ガブリエルの『#モーション(ライヴ)』、全体的にはやはりジャズ・ハーモニカ作品ですけど、なかにはサルサっぽい展開を聴かせるものや、ショーロ寄りかなと判断できるような演奏もあります。サルサっぽいとは、エルメート・パスコアールが参加している5曲目「ラテン・ブラザーズ」のこと。特にエルメートがなにやら叫んでいるパートが終わったあと、ピアノのエドゥアルド・ファリアスがサルサ・スタイルの弾きかたをしていますよね。
もっといいなと思うのがアルバムの後半ですね。7曲目の「エンブレイシング・エイニョルン」以後。ここからラストまではマウリシオ・エイニョルンへのトリビュート・セクションになっていて、そして実際、終盤にはマウリシオ本人もゲスト参加しているんですね。マウリシオはクロマティック・ハーモニカ界におけるガブリエルの大先輩です。もう80代なかばを越す年齢じゃありませんでしたっけ。
トリビュート・セクション1曲目の「エンブレイシング・エイニョルン」もやさしくあたたかい手ざわりで曲題どおりの演奏で、とってもいいですよねえ。トロンボーンも地味に効いていますし、なにより曲想とハーモニカ&トロンボーンの演奏するこの独特の哀感こもる情緒、これこそサウダージですよ。ジャズであるとはいえブラジル人じゃないと表現しえないフィーリングですよねえ。いやあ、たまりません。

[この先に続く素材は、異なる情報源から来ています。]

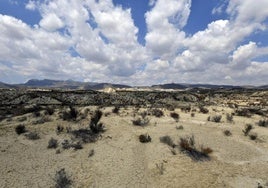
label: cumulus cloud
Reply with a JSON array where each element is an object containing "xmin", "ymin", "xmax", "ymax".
[
  {"xmin": 0, "ymin": 0, "xmax": 268, "ymax": 85},
  {"xmin": 145, "ymin": 0, "xmax": 191, "ymax": 58},
  {"xmin": 39, "ymin": 14, "xmax": 64, "ymax": 31},
  {"xmin": 25, "ymin": 1, "xmax": 37, "ymax": 10}
]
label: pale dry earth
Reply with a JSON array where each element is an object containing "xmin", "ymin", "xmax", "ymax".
[{"xmin": 0, "ymin": 103, "xmax": 268, "ymax": 188}]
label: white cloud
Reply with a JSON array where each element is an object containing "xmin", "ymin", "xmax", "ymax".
[
  {"xmin": 39, "ymin": 14, "xmax": 64, "ymax": 31},
  {"xmin": 25, "ymin": 0, "xmax": 37, "ymax": 10},
  {"xmin": 145, "ymin": 0, "xmax": 191, "ymax": 58},
  {"xmin": 0, "ymin": 0, "xmax": 268, "ymax": 85}
]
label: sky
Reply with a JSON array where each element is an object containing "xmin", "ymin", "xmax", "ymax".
[{"xmin": 0, "ymin": 0, "xmax": 268, "ymax": 86}]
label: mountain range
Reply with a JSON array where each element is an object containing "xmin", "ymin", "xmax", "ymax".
[{"xmin": 0, "ymin": 79, "xmax": 268, "ymax": 90}]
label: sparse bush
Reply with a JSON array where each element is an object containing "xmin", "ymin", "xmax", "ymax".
[
  {"xmin": 45, "ymin": 107, "xmax": 55, "ymax": 116},
  {"xmin": 33, "ymin": 111, "xmax": 41, "ymax": 117},
  {"xmin": 179, "ymin": 135, "xmax": 213, "ymax": 161},
  {"xmin": 210, "ymin": 115, "xmax": 222, "ymax": 123},
  {"xmin": 249, "ymin": 133, "xmax": 258, "ymax": 140},
  {"xmin": 242, "ymin": 124, "xmax": 253, "ymax": 136},
  {"xmin": 32, "ymin": 116, "xmax": 51, "ymax": 125},
  {"xmin": 167, "ymin": 105, "xmax": 175, "ymax": 111},
  {"xmin": 155, "ymin": 163, "xmax": 165, "ymax": 175},
  {"xmin": 54, "ymin": 168, "xmax": 73, "ymax": 188},
  {"xmin": 15, "ymin": 124, "xmax": 27, "ymax": 135},
  {"xmin": 181, "ymin": 106, "xmax": 191, "ymax": 113},
  {"xmin": 176, "ymin": 125, "xmax": 183, "ymax": 130},
  {"xmin": 18, "ymin": 116, "xmax": 27, "ymax": 122},
  {"xmin": 62, "ymin": 106, "xmax": 78, "ymax": 121},
  {"xmin": 71, "ymin": 141, "xmax": 83, "ymax": 150},
  {"xmin": 258, "ymin": 119, "xmax": 268, "ymax": 127},
  {"xmin": 88, "ymin": 149, "xmax": 95, "ymax": 157},
  {"xmin": 47, "ymin": 138, "xmax": 58, "ymax": 148},
  {"xmin": 170, "ymin": 112, "xmax": 180, "ymax": 122},
  {"xmin": 223, "ymin": 130, "xmax": 232, "ymax": 136},
  {"xmin": 56, "ymin": 125, "xmax": 64, "ymax": 134},
  {"xmin": 199, "ymin": 106, "xmax": 209, "ymax": 114},
  {"xmin": 112, "ymin": 106, "xmax": 120, "ymax": 114},
  {"xmin": 139, "ymin": 134, "xmax": 152, "ymax": 143},
  {"xmin": 201, "ymin": 146, "xmax": 213, "ymax": 156},
  {"xmin": 151, "ymin": 108, "xmax": 164, "ymax": 117},
  {"xmin": 71, "ymin": 129, "xmax": 98, "ymax": 143},
  {"xmin": 61, "ymin": 139, "xmax": 72, "ymax": 149},
  {"xmin": 159, "ymin": 135, "xmax": 176, "ymax": 148},
  {"xmin": 132, "ymin": 117, "xmax": 149, "ymax": 126},
  {"xmin": 226, "ymin": 113, "xmax": 233, "ymax": 122},
  {"xmin": 235, "ymin": 108, "xmax": 251, "ymax": 117},
  {"xmin": 89, "ymin": 110, "xmax": 105, "ymax": 134},
  {"xmin": 25, "ymin": 132, "xmax": 40, "ymax": 140}
]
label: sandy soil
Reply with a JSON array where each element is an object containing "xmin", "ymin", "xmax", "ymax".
[{"xmin": 0, "ymin": 106, "xmax": 268, "ymax": 188}]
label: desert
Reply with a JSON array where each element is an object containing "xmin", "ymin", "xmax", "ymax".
[{"xmin": 0, "ymin": 88, "xmax": 268, "ymax": 187}]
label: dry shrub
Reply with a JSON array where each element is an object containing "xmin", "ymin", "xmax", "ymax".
[
  {"xmin": 223, "ymin": 130, "xmax": 232, "ymax": 136},
  {"xmin": 15, "ymin": 124, "xmax": 27, "ymax": 135},
  {"xmin": 170, "ymin": 112, "xmax": 180, "ymax": 122},
  {"xmin": 47, "ymin": 138, "xmax": 58, "ymax": 149},
  {"xmin": 159, "ymin": 135, "xmax": 176, "ymax": 148},
  {"xmin": 226, "ymin": 113, "xmax": 234, "ymax": 122},
  {"xmin": 54, "ymin": 168, "xmax": 73, "ymax": 188},
  {"xmin": 258, "ymin": 119, "xmax": 268, "ymax": 127},
  {"xmin": 151, "ymin": 108, "xmax": 164, "ymax": 117},
  {"xmin": 242, "ymin": 124, "xmax": 253, "ymax": 136},
  {"xmin": 199, "ymin": 106, "xmax": 209, "ymax": 114},
  {"xmin": 132, "ymin": 117, "xmax": 150, "ymax": 126},
  {"xmin": 139, "ymin": 134, "xmax": 152, "ymax": 143},
  {"xmin": 25, "ymin": 132, "xmax": 40, "ymax": 140},
  {"xmin": 179, "ymin": 135, "xmax": 213, "ymax": 161}
]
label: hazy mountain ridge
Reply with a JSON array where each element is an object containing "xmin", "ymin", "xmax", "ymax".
[{"xmin": 0, "ymin": 79, "xmax": 268, "ymax": 90}]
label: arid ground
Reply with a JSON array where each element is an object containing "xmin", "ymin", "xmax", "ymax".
[{"xmin": 0, "ymin": 90, "xmax": 268, "ymax": 188}]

「バンゾ」「ア・トリビュート・トゥ・ビツーカ」では、ジャズ・ハーモニカ奏者としての一級の腕前を聴かせてくれます。いやあ、凄腕テクニシャンですね、ガブリエルって。いま現在の世界のクロマティック・ハーモニカ界ナンバー・ワンの実力者じゃないですか。クインテットのアンサンブルも見事。セルジオ・コエーリョのトロンボーンとのかけあいもすばらしいですよねえ。
そして、続くアルバム10、11曲目こそこの作品のハイライト、ガブリエル・グロッシとマウリシオ・エイニョルンとの共演コーナーです。いやあ、これは本当に聴きものなんです。10曲目の「ディファラント・ビート」では二名のからみがまだそんなに目立たないんですけど、11曲目のピシンギーニャの書いた名ショーロ「カリニョーゾ」が極上。これはハーモニカ奏者二名だけの完全デュオ演奏なんですもんね。こんなシンミリ沁みる「カリニョーゾ」、あまり聴いたことないです。現存する決定的なヴァージョンになったのではないでしょうか。このハーモニカ・デュオによる「カリニョーゾ」一曲だけのためにこのアルバムを聴いても損はないです。